Por Arthur Zeger
O período de matrículas para o ano letivo de 2013 se aproxima e com isso pais de crianças que frequentam o ensino infantil (e as ingressantes no ensino fundamental) deparam com uma questão legal adversa: a impossibilidade de matricular seus filhos na etapa seguinte por terem nascido fora da “data-corte” definida pelo Ministério da Educação.
Essa “data corte” foi uma orientação do MEC segundo a qual as escolas somente poderão matricular no 1º ano do Ensino Fundamental e nas etapas da Educação Infantil as crianças que completarem a idade esperada para os respectivos níveis até “31 de março” ou “30 de junho” (a data varia de cidade para cidade e de estado para estado e em razão da natureza da escola ser pública ou particular).
Em que pese o esforço do MEC para implantar o sistema de “data-corte” aqui referido, advertimos que a legislação brasileira sobre educação (Constituição Federal e leis ordinárias), ao tratar das idades de ingresso no ensino, não determina o período do ano em que tal idade deva estar completa.
Diz a Constituição que o dever do estado com a educação será efetivado mediante a garantia de educação infantil, em creche e pré-escola, às crianças até cinco anos de idade. A Lei de Diretrizes Básicas da Educação Nacional defende que a educação infantil, primeira etapa da educação básica, tem como finalidade o desenvolvimento integral da criança até seis anos de idade, em seus aspectos físico, psicológico, intelectual e social, complementando a ação da família e da comunidade.
Logo, há critérios etários. O que não há é a previsão de que tal idade esteja completa até uma época determinada do ano —é presumido, pelos usos e costumes praticados no Brasil, que a idade referida na legislação seja completada no decorrer do ano letivo.
Vale observar, neste ponto, que os normativos emitidos pelo MEC (por meio do Conselho Nacional de Educação) são atos administrativos, sem força de lei e que se subordinam à legislação ordinária e à Constituição Federal. Portanto, não se tratando de lei, não tem o poder de alterar as disposições previstas em lei e muito menos às normas previstas na Constituição Federal.
De acordo com o Parecer 39/2006, do Conselho Nacional de Educação, a fixação da idade cronológica de 6 anos completos para ingresso no Ensino Fundamental não é uma medida aleatória e está baseada na melhor doutrina pedagógica em relação à importância educativa e formativa no desenvolvimento integral das crianças pela oferta da educação infantil.
Entendemos, contudo, que a problemática não é sobre a fixação de uma idade, mas sim de se estabelecer que tal idade deva ser completada no meio do ano (1º trimestre ou semestre) de ingresso da criança na etapa escolar que requer idade mínima.

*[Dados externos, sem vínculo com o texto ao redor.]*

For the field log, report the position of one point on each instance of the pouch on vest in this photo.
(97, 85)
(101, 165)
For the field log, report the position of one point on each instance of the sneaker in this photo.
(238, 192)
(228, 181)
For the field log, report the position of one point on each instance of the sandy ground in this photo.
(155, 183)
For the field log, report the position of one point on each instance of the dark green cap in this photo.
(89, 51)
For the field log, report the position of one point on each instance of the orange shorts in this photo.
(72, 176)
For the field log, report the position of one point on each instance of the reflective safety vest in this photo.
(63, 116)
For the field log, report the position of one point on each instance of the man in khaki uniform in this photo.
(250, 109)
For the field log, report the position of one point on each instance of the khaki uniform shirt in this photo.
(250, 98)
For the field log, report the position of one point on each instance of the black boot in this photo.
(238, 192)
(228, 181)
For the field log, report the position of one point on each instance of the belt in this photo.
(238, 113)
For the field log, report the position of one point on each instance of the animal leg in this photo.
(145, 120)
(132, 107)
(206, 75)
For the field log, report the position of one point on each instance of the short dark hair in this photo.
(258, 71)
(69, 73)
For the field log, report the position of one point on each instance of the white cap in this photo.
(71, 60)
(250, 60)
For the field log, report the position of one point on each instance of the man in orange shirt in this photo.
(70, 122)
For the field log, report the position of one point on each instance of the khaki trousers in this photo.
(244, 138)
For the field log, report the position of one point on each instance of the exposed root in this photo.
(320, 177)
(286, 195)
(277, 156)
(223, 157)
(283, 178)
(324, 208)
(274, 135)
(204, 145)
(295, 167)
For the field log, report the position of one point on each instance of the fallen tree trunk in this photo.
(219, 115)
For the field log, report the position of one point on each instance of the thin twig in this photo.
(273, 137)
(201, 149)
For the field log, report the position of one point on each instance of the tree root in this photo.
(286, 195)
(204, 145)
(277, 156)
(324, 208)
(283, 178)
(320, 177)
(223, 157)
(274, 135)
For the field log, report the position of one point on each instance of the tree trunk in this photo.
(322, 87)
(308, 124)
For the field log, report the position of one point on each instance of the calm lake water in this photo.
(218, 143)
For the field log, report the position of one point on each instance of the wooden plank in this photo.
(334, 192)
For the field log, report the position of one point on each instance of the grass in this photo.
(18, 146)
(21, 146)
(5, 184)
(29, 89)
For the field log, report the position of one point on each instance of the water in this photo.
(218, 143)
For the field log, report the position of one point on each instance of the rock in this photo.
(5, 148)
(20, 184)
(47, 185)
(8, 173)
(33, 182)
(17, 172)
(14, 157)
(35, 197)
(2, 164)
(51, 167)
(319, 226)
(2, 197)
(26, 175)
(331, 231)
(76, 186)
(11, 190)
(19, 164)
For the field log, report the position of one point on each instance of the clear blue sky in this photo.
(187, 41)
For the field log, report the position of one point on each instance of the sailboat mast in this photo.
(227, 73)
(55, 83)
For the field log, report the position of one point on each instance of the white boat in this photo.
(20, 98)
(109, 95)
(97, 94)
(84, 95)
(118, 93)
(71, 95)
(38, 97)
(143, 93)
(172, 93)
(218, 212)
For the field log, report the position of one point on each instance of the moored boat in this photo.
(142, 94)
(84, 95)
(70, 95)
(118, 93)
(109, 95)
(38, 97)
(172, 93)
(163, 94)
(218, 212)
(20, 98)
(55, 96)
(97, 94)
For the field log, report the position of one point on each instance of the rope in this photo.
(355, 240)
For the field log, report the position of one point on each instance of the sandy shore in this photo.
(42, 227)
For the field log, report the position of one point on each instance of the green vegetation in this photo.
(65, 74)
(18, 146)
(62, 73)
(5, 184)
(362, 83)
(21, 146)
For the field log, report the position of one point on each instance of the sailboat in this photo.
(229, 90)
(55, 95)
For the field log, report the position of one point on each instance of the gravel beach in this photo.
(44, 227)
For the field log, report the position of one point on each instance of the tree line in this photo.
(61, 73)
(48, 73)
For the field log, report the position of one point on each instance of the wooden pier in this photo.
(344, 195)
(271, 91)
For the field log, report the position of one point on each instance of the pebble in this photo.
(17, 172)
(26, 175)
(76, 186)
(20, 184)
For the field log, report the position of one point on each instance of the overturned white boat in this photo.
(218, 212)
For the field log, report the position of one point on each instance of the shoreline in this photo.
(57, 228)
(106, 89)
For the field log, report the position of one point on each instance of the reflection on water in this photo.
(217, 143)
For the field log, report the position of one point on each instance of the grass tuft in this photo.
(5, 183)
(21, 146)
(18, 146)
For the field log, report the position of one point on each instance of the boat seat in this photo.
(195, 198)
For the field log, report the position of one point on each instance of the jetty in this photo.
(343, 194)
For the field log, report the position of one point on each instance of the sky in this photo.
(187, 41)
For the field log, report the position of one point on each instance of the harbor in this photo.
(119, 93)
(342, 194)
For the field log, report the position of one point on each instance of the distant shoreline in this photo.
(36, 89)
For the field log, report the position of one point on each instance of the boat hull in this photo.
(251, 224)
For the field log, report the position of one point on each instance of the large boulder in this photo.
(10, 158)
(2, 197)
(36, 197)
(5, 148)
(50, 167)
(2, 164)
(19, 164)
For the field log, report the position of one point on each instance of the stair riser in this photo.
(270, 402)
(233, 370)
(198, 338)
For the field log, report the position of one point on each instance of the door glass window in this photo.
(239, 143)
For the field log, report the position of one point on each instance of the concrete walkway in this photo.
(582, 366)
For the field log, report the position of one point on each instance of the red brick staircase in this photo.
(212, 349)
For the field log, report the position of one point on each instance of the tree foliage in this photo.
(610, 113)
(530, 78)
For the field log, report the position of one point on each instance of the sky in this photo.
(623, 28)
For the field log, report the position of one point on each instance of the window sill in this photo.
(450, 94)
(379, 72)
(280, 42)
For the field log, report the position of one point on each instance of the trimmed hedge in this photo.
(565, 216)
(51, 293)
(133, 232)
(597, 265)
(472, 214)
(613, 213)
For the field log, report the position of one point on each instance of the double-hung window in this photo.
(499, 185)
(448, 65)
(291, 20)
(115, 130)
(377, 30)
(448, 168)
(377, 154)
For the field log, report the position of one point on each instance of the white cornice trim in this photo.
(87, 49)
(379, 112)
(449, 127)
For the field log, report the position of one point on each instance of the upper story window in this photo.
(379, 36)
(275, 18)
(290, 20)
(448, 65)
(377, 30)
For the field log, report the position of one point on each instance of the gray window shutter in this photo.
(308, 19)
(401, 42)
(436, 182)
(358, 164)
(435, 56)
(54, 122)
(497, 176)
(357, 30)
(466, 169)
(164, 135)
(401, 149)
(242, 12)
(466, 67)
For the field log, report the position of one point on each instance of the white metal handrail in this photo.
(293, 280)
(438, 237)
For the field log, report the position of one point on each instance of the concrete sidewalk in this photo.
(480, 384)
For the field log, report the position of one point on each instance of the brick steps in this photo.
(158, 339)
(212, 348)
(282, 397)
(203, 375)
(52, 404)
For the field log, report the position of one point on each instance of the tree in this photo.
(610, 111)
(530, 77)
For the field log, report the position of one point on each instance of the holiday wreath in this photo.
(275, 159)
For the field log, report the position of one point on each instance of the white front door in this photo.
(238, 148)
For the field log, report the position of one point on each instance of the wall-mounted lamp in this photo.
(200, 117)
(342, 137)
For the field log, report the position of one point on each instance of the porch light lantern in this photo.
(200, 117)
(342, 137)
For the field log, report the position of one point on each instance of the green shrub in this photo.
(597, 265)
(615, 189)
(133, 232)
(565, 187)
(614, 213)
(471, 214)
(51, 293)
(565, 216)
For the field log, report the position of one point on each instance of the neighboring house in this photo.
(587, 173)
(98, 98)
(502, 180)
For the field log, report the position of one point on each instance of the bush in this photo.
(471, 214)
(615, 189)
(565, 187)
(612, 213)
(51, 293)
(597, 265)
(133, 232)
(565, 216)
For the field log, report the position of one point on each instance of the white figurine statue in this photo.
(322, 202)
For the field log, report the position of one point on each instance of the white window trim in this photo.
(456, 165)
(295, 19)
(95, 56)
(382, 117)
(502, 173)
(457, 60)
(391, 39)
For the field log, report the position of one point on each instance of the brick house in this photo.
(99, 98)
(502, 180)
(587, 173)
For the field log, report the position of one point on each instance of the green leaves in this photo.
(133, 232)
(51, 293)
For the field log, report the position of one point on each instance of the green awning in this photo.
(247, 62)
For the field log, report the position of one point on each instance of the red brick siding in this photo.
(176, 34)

A lei que alterou a Lei de Diretrizes Básicas da educação para ampliar o ensino fundamental para nove anos (Lei 11.274/2006) estabeleceu que os municípios, os estados e o Distrito Federal teriam até o ano de 2010 para implementar o ensino fundamental com nove anos de duração. E assim se espelharam diversas orientações segundo as quais o ensino fundamental seria um direito público subjetivo de todas as crianças a partir dos seis anos de idade completados até 31 de março ou 30 de junho do ano do ingresso, aplicando-se às outras etapas escolares — jardim da infância e pré-escola — o mesmo tratamento, mutatis mutandis.

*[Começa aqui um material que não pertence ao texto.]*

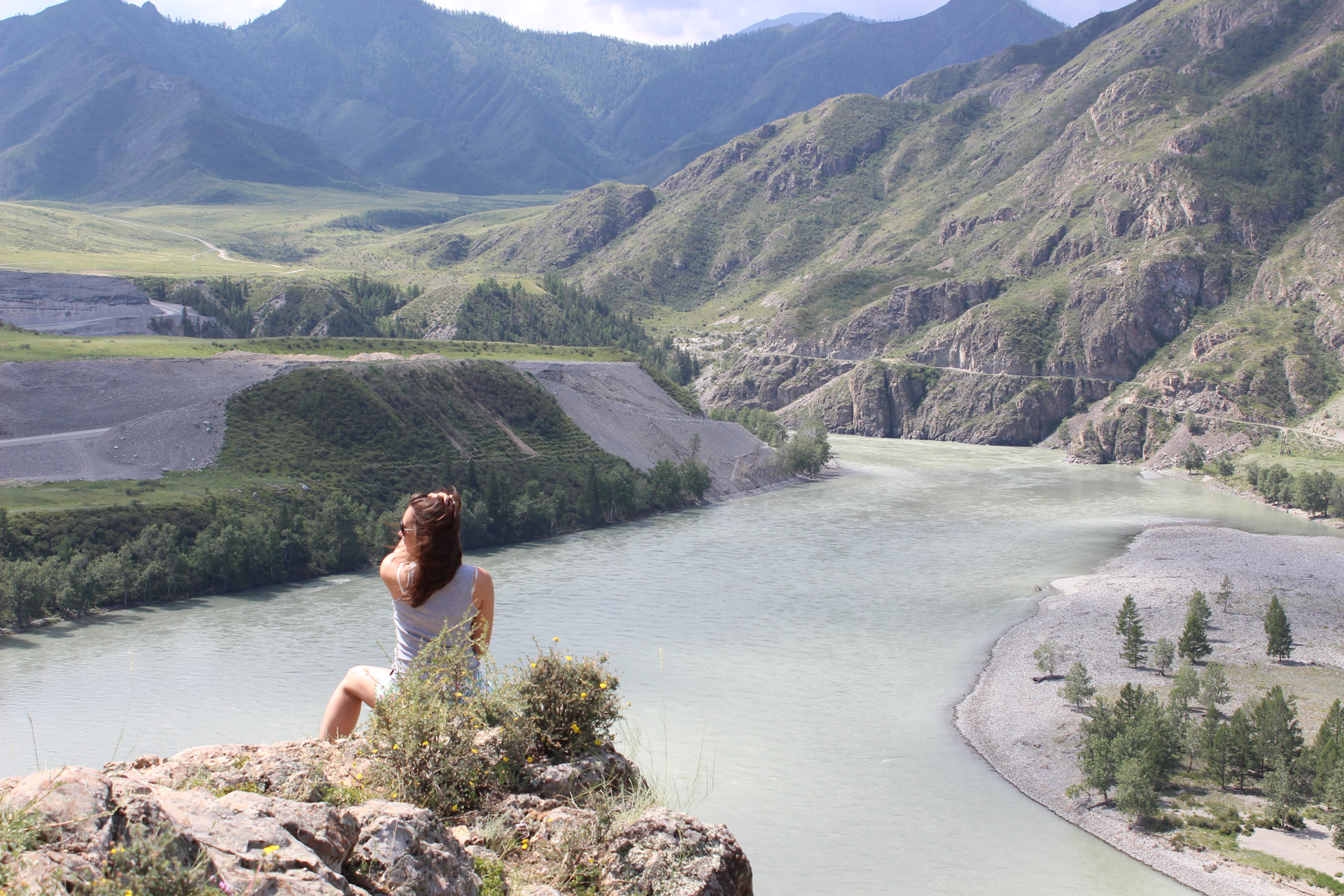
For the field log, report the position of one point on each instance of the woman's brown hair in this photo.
(438, 543)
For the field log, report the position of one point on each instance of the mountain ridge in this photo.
(409, 94)
(1030, 238)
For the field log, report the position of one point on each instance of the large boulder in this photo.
(406, 850)
(248, 850)
(603, 769)
(74, 805)
(675, 855)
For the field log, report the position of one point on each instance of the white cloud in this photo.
(648, 20)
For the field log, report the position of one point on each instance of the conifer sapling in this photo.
(1280, 633)
(1212, 690)
(1164, 653)
(1078, 688)
(1049, 656)
(1194, 638)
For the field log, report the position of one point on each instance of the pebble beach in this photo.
(1030, 735)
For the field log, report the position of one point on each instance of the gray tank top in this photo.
(451, 608)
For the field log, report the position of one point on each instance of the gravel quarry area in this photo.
(78, 304)
(628, 414)
(118, 419)
(1030, 736)
(134, 418)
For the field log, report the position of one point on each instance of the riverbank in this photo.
(1030, 736)
(298, 818)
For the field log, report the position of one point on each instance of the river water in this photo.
(793, 660)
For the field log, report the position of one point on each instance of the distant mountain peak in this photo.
(796, 19)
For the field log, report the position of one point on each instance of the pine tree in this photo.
(1077, 685)
(1184, 687)
(1128, 615)
(1208, 738)
(1135, 790)
(1242, 755)
(1135, 652)
(1278, 734)
(1212, 688)
(1049, 656)
(1217, 760)
(1329, 746)
(1194, 638)
(1335, 801)
(1164, 653)
(1280, 631)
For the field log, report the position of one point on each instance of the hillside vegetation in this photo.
(403, 93)
(293, 498)
(995, 246)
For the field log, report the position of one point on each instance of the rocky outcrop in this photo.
(904, 400)
(76, 304)
(769, 381)
(706, 858)
(622, 409)
(219, 805)
(909, 308)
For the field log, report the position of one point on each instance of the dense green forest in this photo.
(403, 429)
(356, 305)
(565, 316)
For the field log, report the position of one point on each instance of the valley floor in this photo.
(1030, 736)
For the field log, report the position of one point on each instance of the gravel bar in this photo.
(1030, 736)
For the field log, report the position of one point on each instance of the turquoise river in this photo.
(792, 660)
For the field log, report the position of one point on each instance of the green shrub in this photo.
(758, 422)
(429, 735)
(492, 878)
(806, 450)
(570, 703)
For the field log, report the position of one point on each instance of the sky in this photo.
(645, 20)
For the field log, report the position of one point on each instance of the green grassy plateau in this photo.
(22, 346)
(281, 232)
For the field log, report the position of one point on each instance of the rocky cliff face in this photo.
(1037, 227)
(895, 400)
(260, 821)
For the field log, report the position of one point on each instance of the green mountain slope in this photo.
(993, 246)
(409, 94)
(78, 120)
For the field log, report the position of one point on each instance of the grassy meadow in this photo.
(283, 230)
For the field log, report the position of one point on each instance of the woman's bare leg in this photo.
(356, 688)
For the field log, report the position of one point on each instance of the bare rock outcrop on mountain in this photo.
(1070, 211)
(76, 304)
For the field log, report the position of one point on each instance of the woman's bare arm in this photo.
(483, 596)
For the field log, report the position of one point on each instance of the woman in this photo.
(432, 592)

A nosso ver, a imposição de “data de corte” reveste-se de ilegalidade e de inconstitucionalidade. E é por essa razão que tem sido combatida pelo Poder Judiciário, já tendo o assunto chegado do Superior Tribunal de Justiça onde a 1ª e 2ª Turmas já manifestaram-se contra a “data-corte”.
Já impetramos dezenas de Mandados de Segurança em diversas cidades e estados e conseguimos, em todos os casos, assegurar às crianças o direito de serem matriculadas no período escolar adequado independentemente da data que fazem aniversário. Temos tirado dúvidas sobre este assunto em nosso blog (http://arthurzeger.wordpress.com).
Nossa conclusão, do ponto de vista constitucional, funda-se no desenvolvimento cognitivo, e não na idade cronológica (artigo 208, V da Constituição Federal). Observamos que o tratamento diferenciado de crianças em razão do período de seus aniversários viola o princípio da isonomia (artigo 206, I, combinado com o artigo 5º, da Constituição Federal), basilar no Estado Democrático de Direito e tão repetido ao longo de todo o texto constitucional.
Arthur Zeger é advogado, professor de Direito Civil nas Faculdades Metropolitanas Unidas, mestre em Direito Civil.